You signed in with another tab or window. Reload to refresh your session.You signed out in another tab or window. Reload to refresh your session.You switched accounts on another tab or window. Reload to refresh your session.Dismiss alert
Right now, Poseidon is officially flexible with respect to the Snp-Set of the genotype files, but the archives are of course not. All public archives currently support only the 1240K format, or the HO-subset of it.
It would be desirable in the future to support more call-sets, in particular in light of more shotgun-sequencing being done. In light of the fact that our Poseidon-IDs are supposed to be unique per archive, which excludes the option to place multiple packages with different call-sets into the same archive, there are two basic options to consider:
Option 1: Split Archives to allow other than 1240K call sets, for example a "Community-Archive 1000G calls" or so. This does not require any change in the schema, and would be straight-forward to do with current infrastructure. Pros: Simple, non-breaking and in principle immediately doable. Cons: Meta-data will be duplicated across archives, which causes redundancy and may require complex syncing infrastructure to update Janno-files across archives.
Option 2: Extend the schema to allow for multiple genotype-datasets within one package
This is currently not possible, but is in principle not hard to implement.

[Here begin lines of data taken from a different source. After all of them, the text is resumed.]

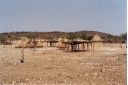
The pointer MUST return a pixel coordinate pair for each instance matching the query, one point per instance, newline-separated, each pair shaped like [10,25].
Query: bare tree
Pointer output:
[22,56]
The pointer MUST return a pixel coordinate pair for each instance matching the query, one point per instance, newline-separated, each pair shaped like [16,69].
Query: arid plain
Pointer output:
[48,65]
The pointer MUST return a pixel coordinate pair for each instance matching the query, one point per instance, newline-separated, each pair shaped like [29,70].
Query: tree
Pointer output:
[2,40]
[124,36]
[83,36]
[72,36]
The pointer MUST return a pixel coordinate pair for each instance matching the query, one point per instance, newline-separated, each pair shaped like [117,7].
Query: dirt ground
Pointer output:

We would simply allow the YAML-schema to list multiple genotype datasets, each with their own snpset and separate genotype files.

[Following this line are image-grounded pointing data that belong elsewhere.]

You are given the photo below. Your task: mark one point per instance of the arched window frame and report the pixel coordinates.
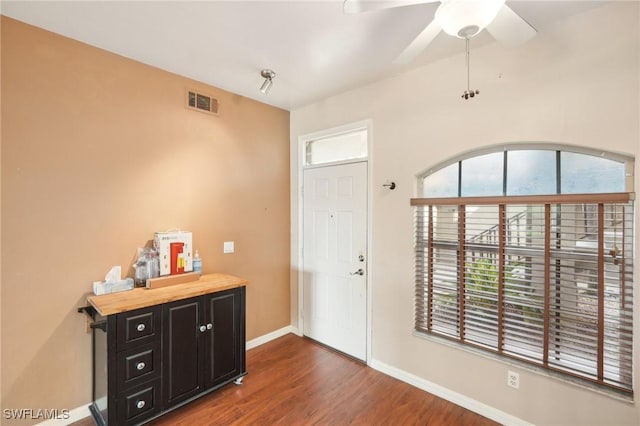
(627, 161)
(454, 300)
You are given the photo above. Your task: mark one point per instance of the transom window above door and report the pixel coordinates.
(341, 147)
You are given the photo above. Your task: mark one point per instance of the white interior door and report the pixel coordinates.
(334, 257)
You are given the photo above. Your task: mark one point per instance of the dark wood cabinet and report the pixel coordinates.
(202, 349)
(152, 360)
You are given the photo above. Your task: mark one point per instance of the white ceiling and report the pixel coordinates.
(315, 49)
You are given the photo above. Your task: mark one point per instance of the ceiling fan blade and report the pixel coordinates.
(359, 6)
(418, 44)
(509, 29)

There is one catch: The Janno-File contains several columns that are specific to the call-set (Genotype_Ploidy, Data_Preparation_Pipeline_URL, Nr_SNPs, Coverage_on_Target_SNPs). These can easily be made list-columns, of course, which would be non-breaking. Pros: Would be a non-redundant solution with respect to package-metadata and Janno-files, as these would not be duplicated. Cons: Would require some additional implementation in the server and trident list and forge functionality. A minimal solution would be to ignore any call-set after the first in trident, and see how we can support secondary call-sets later on. However, at least with fetch, large-scale adoption of hosting multiple call-sets would result in much larger downloads of packages. So perhaps one should somehow change the server software to create multiple zip-files for download, with or without secondary call-sets.
The text was updated successfully, but these errors were encountered:
OK, we briefly discussed this in our Meeting on September 13. Given our limited dev-resources, Option 1 is more likely.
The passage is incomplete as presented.